Maria Grazia Franceschelli ha sottolineato come ci sia qualcosa che viene sempre glissato: l’elemento di classe. Sebbene Navalny non sia stato in grado di coinvolgere persone di diversi strati sociali della popolazione, anche nel caso russo il discorso di classe è centrale, è legato alle sofferenze che un popolo ha dovuto attraversare, ad anni di diseguaglianza. Per certi versi questo elemento si presta meno alle narrazioni sensazionalistiche o etiche, come ad esempio quella di “un popolo contro un tiranno”.

Anche Giulio Benedetti ha insistito sul tema delle narrazioni, e in particolare sul fatto che l’informazione giochi un ruolo fondamentale in questo tipo di crisi, in particolare nei loro risvolti di carattere geopolitico. Il suo intervento si è focalizzato sulla crisi in atto lungo il confine russo-ucraino.

Quello che colpisce, in questo caso, è il fatto che questa crisi non venga trattata in termini di “eccezionalità” dai media ucraini, anche perché lo stesso presidente ucraino Zelens'kyj l’ha definita di recente in termini di “normale amministrazione” all’interno dei rapporti tra Russia e Ucraina. Secondo Benedetti, sul campo non esiste una possibilità concreta che si apra un conflitto completo: la nasce con la questione del gas (vedi l’aumento prezzi in Europa), ma si sono sommate una serie di cose più ampie che riguardano la cosiddetta “transizione verde”, la chiusura di numerose centrali in Germania, e in generale la ripresa post-Covid. Il Cremlino da tempo sta esercitando pressioni per sbloccare la costruzione del grande gasdotto North Stream 2, al quale si oppongono molti Paesi, in primis l’Ucraina.

Per controbilanciare questa pressione, l’Ucraina ha fatto dei passi in avanti per entrare nella NATO, e i centomila soldati schierati da Mosca sono un’ulteriore contromossa. Allo stesso tempo gli Stati Uniti stanno cercando di enfatizzare quanto sta accadendo, per entrare a loro volta nella partita.

La questione della NATO è legata anche a quanto sta accadendo nel Donbass, a cui sono legate la maggior parte delle sanzioni economiche sulla Russia, che vive su questo una situazione molto contraddittoria, perché da un lato ha interesse alla chiusura del conflitto, dall’altro il mantenimento del conflitto impedisce all’Ucraina di entrare nella NATO.
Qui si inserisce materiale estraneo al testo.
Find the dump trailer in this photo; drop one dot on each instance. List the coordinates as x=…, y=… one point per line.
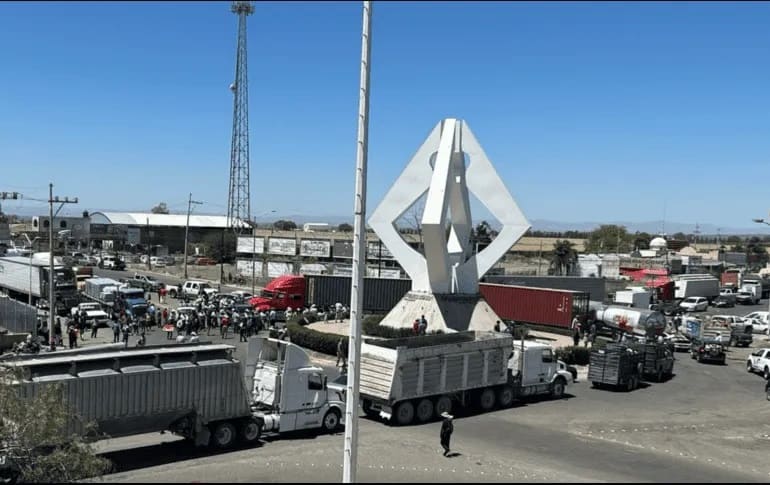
x=616, y=365
x=421, y=377
x=197, y=391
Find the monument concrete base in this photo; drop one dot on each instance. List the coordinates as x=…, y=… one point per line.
x=449, y=313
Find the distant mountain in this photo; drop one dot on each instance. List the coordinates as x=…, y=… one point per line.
x=652, y=227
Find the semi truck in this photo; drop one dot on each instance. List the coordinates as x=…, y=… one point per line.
x=539, y=306
x=636, y=321
x=105, y=291
x=418, y=378
x=21, y=277
x=197, y=391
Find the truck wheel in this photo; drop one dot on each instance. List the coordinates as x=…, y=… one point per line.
x=366, y=405
x=505, y=396
x=424, y=410
x=404, y=413
x=250, y=431
x=487, y=399
x=223, y=435
x=331, y=421
x=557, y=391
x=443, y=405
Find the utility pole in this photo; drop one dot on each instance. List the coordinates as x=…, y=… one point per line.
x=350, y=453
x=51, y=295
x=238, y=200
x=190, y=202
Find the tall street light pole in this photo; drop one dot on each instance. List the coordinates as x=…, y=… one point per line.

Infine c’è un ultimo aspetto che riguarda la politica interna ucraina, dove i due leader dei principali partiti di opposizione sono agli arresti: c’è una situazione molto tesa e la presenza delle truppe vuole mettere pressione all’opinione pubblica ucraina.

Giulio Benedetti ha infine posto una domanda a Paolo Sorbello sul fatto che la “narrazione neoliberale” abbia interpretato le proteste in Kazakistan sotto tre aspetti: in chiave di conflitto etnico tra popolazione kazaka e quella di origine russa; come lotta tra élite; come frutto dello sviluppo di movimenti civici che potessero dare inizio a una nuova “rivoluzione colorata”. Viene completamente sottaciuta la dimensione di classe di questa protesta che, secondo Sorbello, è molto presente in queste e in altre proteste passate che ci sono state nel Paese, che hanno visto come protagonisti i lavoratori del petrolio. Il problema degli sbocchi delle proteste in Kazakistan consiste nel fatto che le istanze di giustizia sociale ed economica dei lavoratori non possono essere raccolte dai sindacati, che sono stati fortemente depotenziati negli ultimi anni dalle riforme che hanno completamente stravolto il diritto del lavoro.